Not an epic write-up as the weather on day 1 was scorching at 30 degrees and barely any shade from 11.00am onwards.

Alloys, arches and calipers cleaned using various brushes and a citrus based cleanser.

*Before-*










*After-*










Pre-rinsed followed by 2 applications of APC through the foam lance.










*De-contaminated using Tardis, followed by claying with Sonus green.

Vunerable trim taped up, then an area on the bonnet tested to gauge what polish and pad was required, starting with a Gloss-it finishing pad (blue) and #205, whilst this increased the gloss it did little in removing the swirls.




























Raising the cut to #203s on a Gloss-it Polishing pad (green) the results were far my appealing after 2 sets of passes, but unfortunately leaving some holograms behind (testament to how soft the paint actually is).

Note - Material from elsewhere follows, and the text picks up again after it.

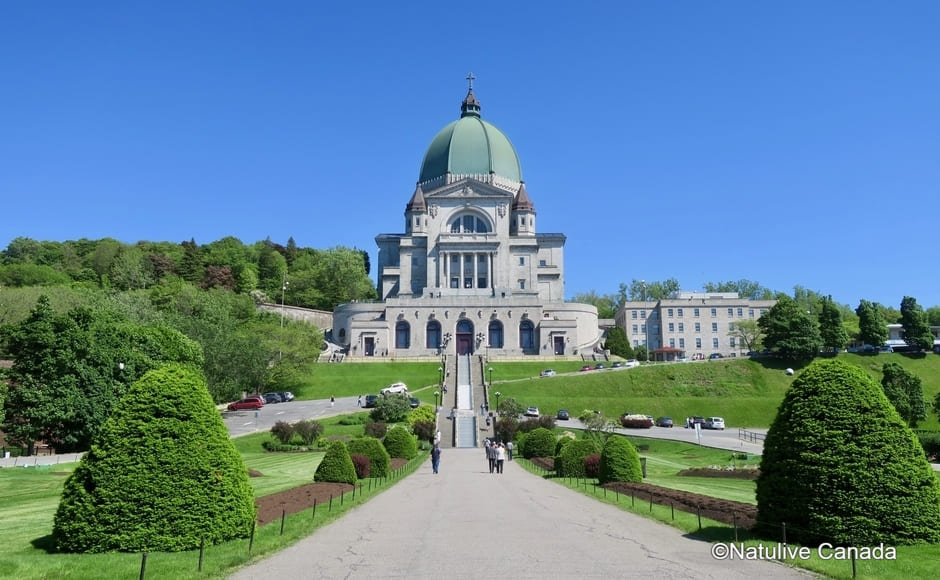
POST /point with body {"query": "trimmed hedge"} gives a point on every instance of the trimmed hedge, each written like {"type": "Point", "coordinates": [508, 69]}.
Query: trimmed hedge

The general level of defects all over.










Some examples below prior to refinement.

*Before-*










*After-*










*Before-*










*After-*










*Before-*










*After-*










You can just make out the holograms from the defect removal stage.










End of day 1.

*Day 2.*

* Paintwork refined using #205 on a Gloss-it finishing pad 1000-1500rpm.
* An IPA wipedown to remove polishing oils.
* Blackfire Wet Diamond sealant applied via the DA on a Festool extra soft finishing pad, left to cure for an hour whilst the other details were taken care of.
*** Alloys & calipers polished/sealed using Werkstat Acrylic Strong.
*** Tyres, Plastic and rubber trim dressed using Swissvax Pneu.
*** Glass cleaned throughout with 3M foam glass cleaner.
*** Rubber seals treated using Swissvax Seal Feed.
*** Chrome trim polished with Meguiars Metal paste & plenty of elbow grease.
*** Carbon undertray polished/sealed using Acrylic Prime.
*** Sealant removed, followed by a final buff some time later using Britemax final shine.

*Results.*






















































































































































A few hours later I received this e-mail from the client, comments like this make all the hard work justified.

*Hi Rob,

What can I say:.... Top man.... Top Job and definitely top of your game.

Absolutely no problem of recommending you and your services to anybody wanting their vehicle taking care of at the very highest level.

The car looks awesome and I'm looking forward to getting back out in it as soon as I am fit enough to do so.

A Red GTR is the best colour GTR... more so when its been detailed by Gleammachine.

Many Thanks*

Thanks for looking, comments welcomed and appreciated as always.:thumb:


----------



## EthanCrawford (Jan 7, 2010)

Great work man awsome car


----------



## paulmc08 (Feb 3, 2009)

cracking result's Rob,the email says it all:thumb:


----------



## slrestoration (Nov 11, 2009)

Awesome end result Rob, some fantastic pics:thumb:


----------



## nicks16v (Jan 7, 2009)

Great work as always. How good would one of these look in the bayside blue of the previous model? It would look awesome, lets hope they give us that option for the future.


----------



## PMC (Dec 4, 2009)

amazing job ,Best regards from Portugal


----------



## patonbmw (Nov 23, 2008)

Great work,

Having just completed one in the same colour yesterday the paint is so SO SOFT!, having to use a brand new microfibre for buffing


----------



## chunkytfg (Feb 1, 2009)

I have to say the red is most definately the best colour!


----------



## amiller (Jan 1, 2009)

Lovely. Some great photos showing the gloss restored.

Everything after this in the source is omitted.